Dr. Bill Fleming, who works at the Student Advising and Mentoring (SAM) Center, said he does not advise students to use the site. “Anybody can write anything they want to on there– even people who don’t go to school here,” he said. “How can you trust it? Nobody signs their name.” He said that the subject rarely comes up during advisement because students who see him are more concerned with scheduling.
Teacher reviews seem fairly consistent on the site. Most reviews are positive, noting that the class is hard, but the students feel satisfied that they learned a lot. Most students comment on curves, attendance and lecture style. Enthusiasm is important. Common complaints are boredom and inaccessibility or trouble understanding what the teacher says.
Bragg said professors can still sign on for free and read their comments. They can even use the service to give an online review. It can include their own questions or a set of questions made up by Pick-A-Prof. Students do not have to pay to do a professor-initiated review.

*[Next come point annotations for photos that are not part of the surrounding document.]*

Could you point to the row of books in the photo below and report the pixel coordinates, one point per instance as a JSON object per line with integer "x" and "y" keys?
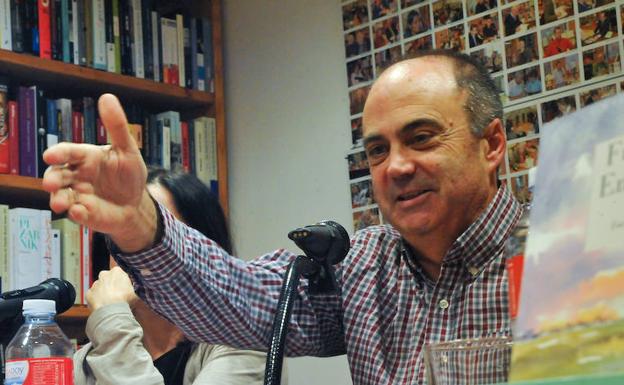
{"x": 128, "y": 37}
{"x": 34, "y": 248}
{"x": 31, "y": 122}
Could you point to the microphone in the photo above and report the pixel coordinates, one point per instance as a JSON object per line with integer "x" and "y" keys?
{"x": 326, "y": 242}
{"x": 59, "y": 290}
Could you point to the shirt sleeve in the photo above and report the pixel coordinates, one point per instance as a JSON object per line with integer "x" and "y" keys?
{"x": 219, "y": 299}
{"x": 115, "y": 355}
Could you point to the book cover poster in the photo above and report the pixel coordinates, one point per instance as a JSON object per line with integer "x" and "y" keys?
{"x": 571, "y": 319}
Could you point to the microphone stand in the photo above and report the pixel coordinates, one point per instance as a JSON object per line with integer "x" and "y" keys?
{"x": 325, "y": 244}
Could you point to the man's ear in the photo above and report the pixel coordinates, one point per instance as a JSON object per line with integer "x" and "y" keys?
{"x": 495, "y": 144}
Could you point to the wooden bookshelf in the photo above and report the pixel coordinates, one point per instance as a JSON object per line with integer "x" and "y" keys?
{"x": 65, "y": 80}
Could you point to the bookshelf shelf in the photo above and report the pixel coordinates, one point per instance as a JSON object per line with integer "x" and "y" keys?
{"x": 48, "y": 72}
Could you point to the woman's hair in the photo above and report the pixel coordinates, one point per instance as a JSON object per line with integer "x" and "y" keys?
{"x": 198, "y": 206}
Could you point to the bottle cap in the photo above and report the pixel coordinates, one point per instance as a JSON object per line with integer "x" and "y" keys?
{"x": 37, "y": 306}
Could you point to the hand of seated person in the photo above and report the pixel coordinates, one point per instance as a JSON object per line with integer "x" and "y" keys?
{"x": 112, "y": 286}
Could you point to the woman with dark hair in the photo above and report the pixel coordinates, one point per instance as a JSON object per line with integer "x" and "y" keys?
{"x": 130, "y": 343}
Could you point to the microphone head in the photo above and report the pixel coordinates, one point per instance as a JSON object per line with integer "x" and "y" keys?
{"x": 65, "y": 293}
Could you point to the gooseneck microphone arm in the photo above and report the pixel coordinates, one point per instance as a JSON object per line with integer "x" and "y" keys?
{"x": 325, "y": 244}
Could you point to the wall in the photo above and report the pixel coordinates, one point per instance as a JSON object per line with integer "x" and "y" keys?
{"x": 287, "y": 119}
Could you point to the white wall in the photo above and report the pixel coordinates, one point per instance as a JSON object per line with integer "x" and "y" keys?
{"x": 288, "y": 132}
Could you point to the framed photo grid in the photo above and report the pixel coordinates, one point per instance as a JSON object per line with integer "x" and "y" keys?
{"x": 548, "y": 58}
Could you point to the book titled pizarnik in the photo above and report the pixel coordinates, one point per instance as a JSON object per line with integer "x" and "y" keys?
{"x": 571, "y": 319}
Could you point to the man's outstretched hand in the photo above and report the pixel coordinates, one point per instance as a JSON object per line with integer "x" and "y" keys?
{"x": 103, "y": 187}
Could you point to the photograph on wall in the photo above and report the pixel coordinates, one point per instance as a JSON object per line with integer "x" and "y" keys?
{"x": 591, "y": 96}
{"x": 386, "y": 32}
{"x": 520, "y": 188}
{"x": 601, "y": 61}
{"x": 451, "y": 38}
{"x": 483, "y": 30}
{"x": 360, "y": 71}
{"x": 553, "y": 10}
{"x": 475, "y": 7}
{"x": 559, "y": 38}
{"x": 523, "y": 155}
{"x": 561, "y": 72}
{"x": 524, "y": 82}
{"x": 357, "y": 98}
{"x": 356, "y": 131}
{"x": 557, "y": 108}
{"x": 358, "y": 165}
{"x": 381, "y": 8}
{"x": 357, "y": 42}
{"x": 354, "y": 14}
{"x": 385, "y": 58}
{"x": 519, "y": 18}
{"x": 490, "y": 56}
{"x": 363, "y": 219}
{"x": 416, "y": 21}
{"x": 587, "y": 5}
{"x": 412, "y": 46}
{"x": 447, "y": 11}
{"x": 362, "y": 194}
{"x": 521, "y": 123}
{"x": 598, "y": 26}
{"x": 521, "y": 50}
{"x": 409, "y": 3}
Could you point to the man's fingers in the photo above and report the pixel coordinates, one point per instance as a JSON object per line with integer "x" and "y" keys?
{"x": 114, "y": 119}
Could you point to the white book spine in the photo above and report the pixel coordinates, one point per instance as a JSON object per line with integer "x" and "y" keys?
{"x": 6, "y": 41}
{"x": 99, "y": 34}
{"x": 24, "y": 247}
{"x": 212, "y": 149}
{"x": 55, "y": 236}
{"x": 180, "y": 43}
{"x": 4, "y": 247}
{"x": 45, "y": 231}
{"x": 137, "y": 31}
{"x": 155, "y": 47}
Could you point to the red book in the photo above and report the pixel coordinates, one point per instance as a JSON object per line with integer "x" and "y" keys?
{"x": 186, "y": 147}
{"x": 14, "y": 138}
{"x": 45, "y": 46}
{"x": 77, "y": 127}
{"x": 4, "y": 131}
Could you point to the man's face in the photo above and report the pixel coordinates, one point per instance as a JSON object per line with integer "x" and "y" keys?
{"x": 429, "y": 172}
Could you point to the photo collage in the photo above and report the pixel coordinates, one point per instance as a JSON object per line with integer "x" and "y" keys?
{"x": 548, "y": 58}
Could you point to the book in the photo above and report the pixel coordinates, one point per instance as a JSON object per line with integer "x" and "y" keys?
{"x": 6, "y": 41}
{"x": 4, "y": 247}
{"x": 571, "y": 311}
{"x": 70, "y": 253}
{"x": 4, "y": 127}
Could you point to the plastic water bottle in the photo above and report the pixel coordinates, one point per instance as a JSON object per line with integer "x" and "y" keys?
{"x": 39, "y": 353}
{"x": 515, "y": 248}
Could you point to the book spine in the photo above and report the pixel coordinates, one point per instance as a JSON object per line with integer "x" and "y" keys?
{"x": 28, "y": 133}
{"x": 137, "y": 39}
{"x": 116, "y": 35}
{"x": 14, "y": 165}
{"x": 6, "y": 40}
{"x": 4, "y": 128}
{"x": 98, "y": 29}
{"x": 180, "y": 45}
{"x": 45, "y": 45}
{"x": 66, "y": 48}
{"x": 17, "y": 34}
{"x": 4, "y": 247}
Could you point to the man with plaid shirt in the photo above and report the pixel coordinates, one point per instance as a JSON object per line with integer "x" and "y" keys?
{"x": 434, "y": 141}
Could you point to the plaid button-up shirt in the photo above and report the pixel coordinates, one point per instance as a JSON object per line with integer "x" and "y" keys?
{"x": 386, "y": 310}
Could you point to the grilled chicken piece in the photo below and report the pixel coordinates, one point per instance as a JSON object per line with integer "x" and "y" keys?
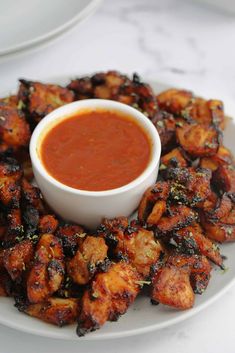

“They expect college students to use it, but college students are poor,” said Kara Sopchak. She used the site for the fall and spring semesters but will also stop now that it is for paying customers only. “There’s not going to be as many reviews now,” she said. “So it’s not going to be as trustworthy.”
Bragg said that she has no concerns about the accuracy of the comments on the site, even with the new paying policy. “Other schools have not has any problems with fewer users,” she said, adding that a year after making the University of Texas pay for the service, there has been no decline in usage.
Pick-A-Prof cooperates with 71 universities and is located at www.pickaprof.com. The site is unable to offer access to more than one university per membership, and fees range from $5 for one semester (summer is included with fall) up to $40 for 5 years.